Festival director Kendra Rubinfeld said she founded it to show that Washington is “more than monuments, politics, and traffic,” and many of the festival’s short titles are much more intimate than our typical beltway milieu. The glaring exception is the festival’s closer: a screening of the second-season premiere of DC Cupcakes. Sophie LaMontagne and Katherine Kallinis might be local, but their tony slice of Wisconsin Avenue is about as distant from Yachad’s charitable mission as possible.

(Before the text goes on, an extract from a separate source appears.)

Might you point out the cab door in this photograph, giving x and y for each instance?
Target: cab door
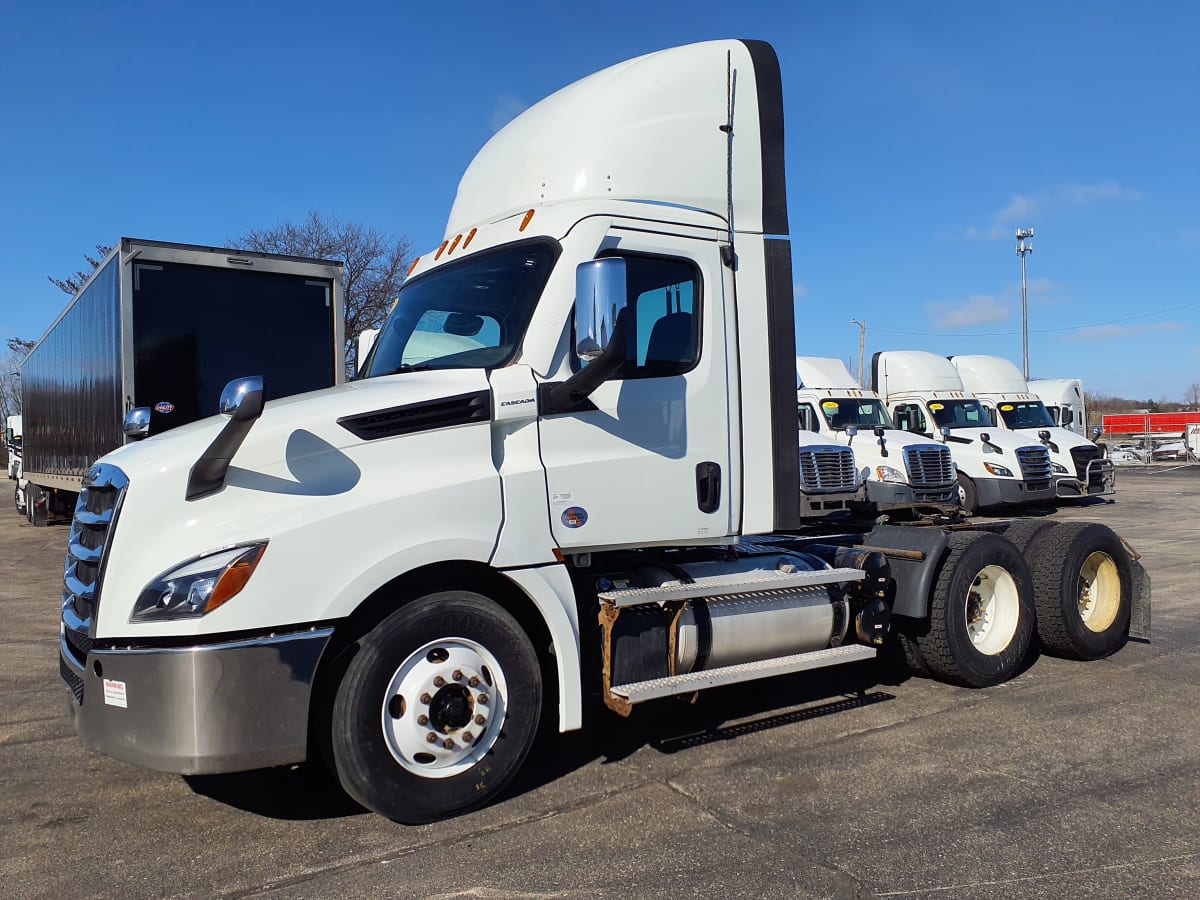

About two-thirds of Our City Film Festival—of which the City Paper is a sponsor—shows heart-tugging documentaries celebrating city residents an organizations doing heart-tugging good works. First are a pair of uncompleted films. She’s a Sensei profiles Carol Middleton, a transplant from the Midwest with a seventh-degree black belt in tae kwon do who runs a martial arts school in Mt. Pleasant, and Letting in the Jungle looks at the wildlife running through our neighborhoods.

The intersection of concrete and nature is also at the center of Community Harvest, the festival’s pre-selected Best Documentary about the development of an urban public garden on a disused Columbia Heights lot.

Other short docs playing include Touch, Pause, Engage, showing off the rugby team at the Hyde Public Leadership Charter School, the country’s first all-black high-school squad; and Equilibrium City, which tells the development of Columbia, Md. through the memories of Michael Chabon and other natives of the planned community.

Of the four narrative shorts playing at Our City Film Festival, the organizers elected to name Audiofiles as their favorite. The romantic comedy about misplaced iPods features a soundtrack full of angsty ballads by Daddy Lion and those problematic Metrorail doors. Quicker laughs are found in Tiebreaker, in which a pair of roommates actively seek a third wheel to settle their disputes.

Mark Pagan, the director of the intimate, quiet Raymond and Lina, wants to grow his 11-minute drama in to a feature—the grandfather-granddaughter relationship of the title characters is easy to miss. But he novelty of Pagan’s film is in its near-silent first six minutes. The first half of the story cuts between scenes of Raymond milling about his neighborhood and Lina at a city playground, though the only sound comes from the background.

Our City’s feature presentation is Eric Hilton’s Babylon Central. The synopsis provided to critics includes mentions of a mail courier-cum-DJ, a Saudi prince, global currency markets, and an imperialistic vision of the U.S. government; the film is a hodgepodge of shaky camerawork and near-forgotten lines with a soundtrack of Thievery Corporation at its most exaggerated sense of political indignation. OK, Hilton, we get it. You didn’t like George W. Bush, but Babylon Central is insufferable and Tommy Wiseau’s The Room already has a standing appointment at midnight screenings.